Wednesday, July 30, 2008

Prolog Instantiation Modes (and Python exit contexts)

I wrote a piece of Python code that does a funny little transform on the syntax tree of a function, and creates a new function that returns all the local variables defined at the exit point of the original function. When I explain this to someone, they ask "Why?" and I don't have a good answer, but usually I say that it's related to predicates in Prolog that have multiple calling modes. Which I'm going to try explaining here:

So, Prolog doesn't have functions, but it has something called "predicates" which are just as good. Predicates don't return a value, but any argument to a predicate can be an "output" variable, like a C reference parameter. Unlike C though, Prolog predicates often treat all of their parameters as outputs. For example, the function append can be used in (no less than) three different ways.

/* Appending, mode = input,input,output */
?- append([1,2,3],[4,5], X).
X = [1,2,3,4,5]

/* Trimming off a shared starting sequence, mode = input,output,input */
?- append([1,2,3],X,[1,2,3,4,5]).
X = [4,5]

/* Trimming off a shared ending sequence, mode = output,input,input */
?- append(X,[4,5],[1,2,3,4,5]).
X = [1,2,3]


Through these three operations seem very different from the perspective of an imperative language, in Prolog append can be defined in two simple lines. The intuition about Prolog is that the runtime doesn't think of variables so much as inputs and outputs, but as "things I already know" and "thinks I don't know yet".
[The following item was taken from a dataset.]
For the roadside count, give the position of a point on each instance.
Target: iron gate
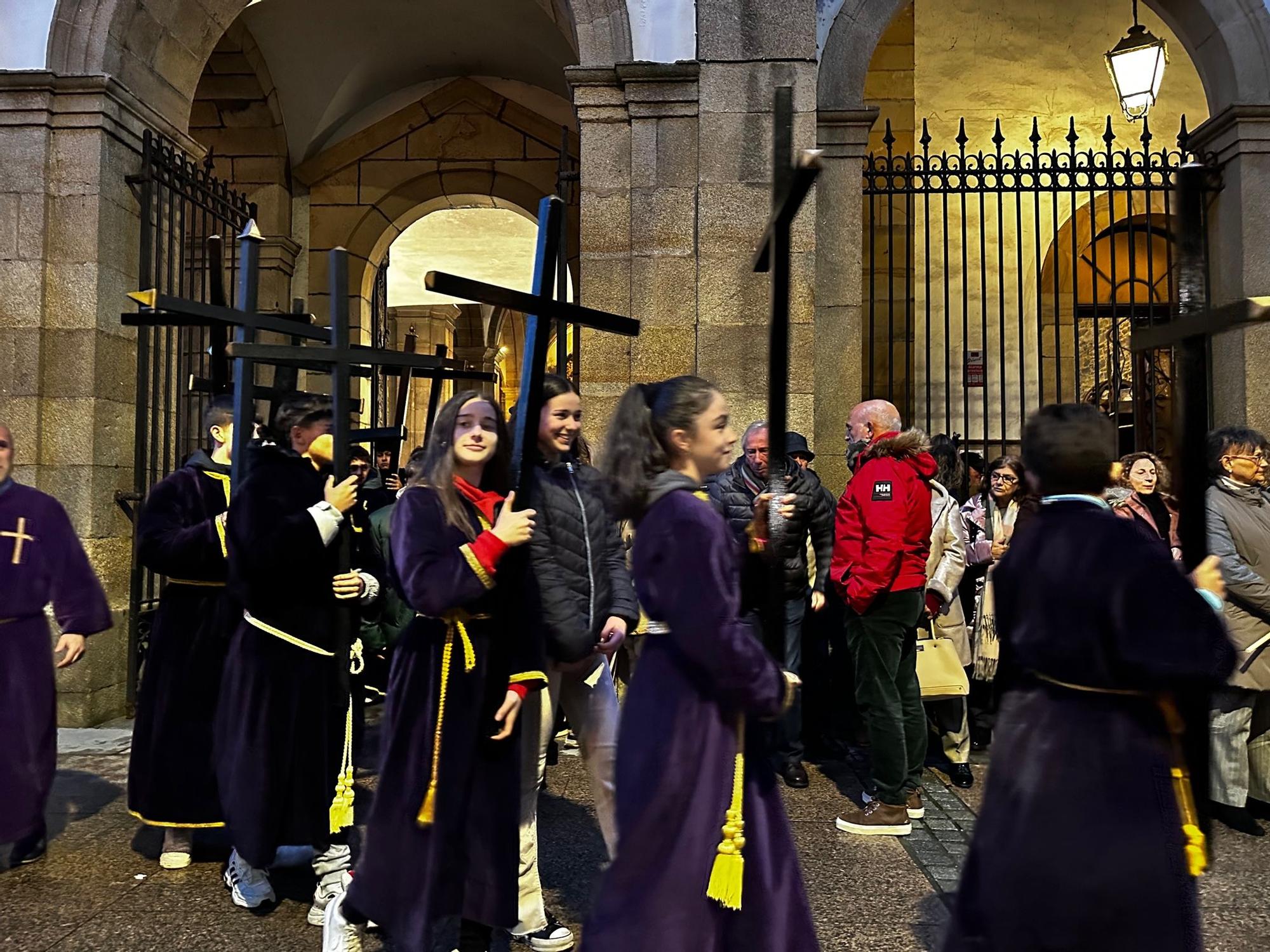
(178, 369)
(1001, 281)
We can translate Prolog's append into Python (at some loss of conciseness and functionality), and then use the Python macro mentioned above to check that the variable bindings at the end of the function maintain the invariant that we expect:

context = append_exit_context(None,[4,5],[1,2,3,4,5])
assert context['head'] + context['tail'] == context['result']
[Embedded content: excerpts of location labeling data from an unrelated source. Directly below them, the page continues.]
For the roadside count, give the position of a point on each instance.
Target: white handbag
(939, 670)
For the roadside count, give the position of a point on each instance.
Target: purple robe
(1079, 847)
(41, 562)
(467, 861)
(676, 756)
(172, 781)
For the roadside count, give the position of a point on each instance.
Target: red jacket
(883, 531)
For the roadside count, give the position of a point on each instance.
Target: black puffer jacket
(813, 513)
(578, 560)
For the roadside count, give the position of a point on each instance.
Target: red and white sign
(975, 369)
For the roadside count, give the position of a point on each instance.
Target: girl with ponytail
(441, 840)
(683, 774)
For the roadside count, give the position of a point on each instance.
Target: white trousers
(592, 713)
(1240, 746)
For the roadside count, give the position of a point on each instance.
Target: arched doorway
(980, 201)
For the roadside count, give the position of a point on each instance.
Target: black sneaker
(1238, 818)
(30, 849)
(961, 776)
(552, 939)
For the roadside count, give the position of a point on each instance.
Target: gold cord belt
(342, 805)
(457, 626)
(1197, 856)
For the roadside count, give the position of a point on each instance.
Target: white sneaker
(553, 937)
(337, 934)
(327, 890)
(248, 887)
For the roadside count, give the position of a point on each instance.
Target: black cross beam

So, this is pretty cool, we can pretend that we're writing a predicate instead of a function, assigning computed values to variables when we're able to discover them, and then examine those bindings after running the predicate.

Of course, Prolog's append can also be called with the first two arguments uninstantiated, but that sort of magic is much harder to fit into Python.

Saturday, July 19, 2008

Slow Sphinx Indexing

Tejus and I are building a Ruby on Rails site that needs both structured and unstructured search. Hamed suggested that we use Ultrasphinx, a Rails plugin that provides an interface to the Sphinx search backend.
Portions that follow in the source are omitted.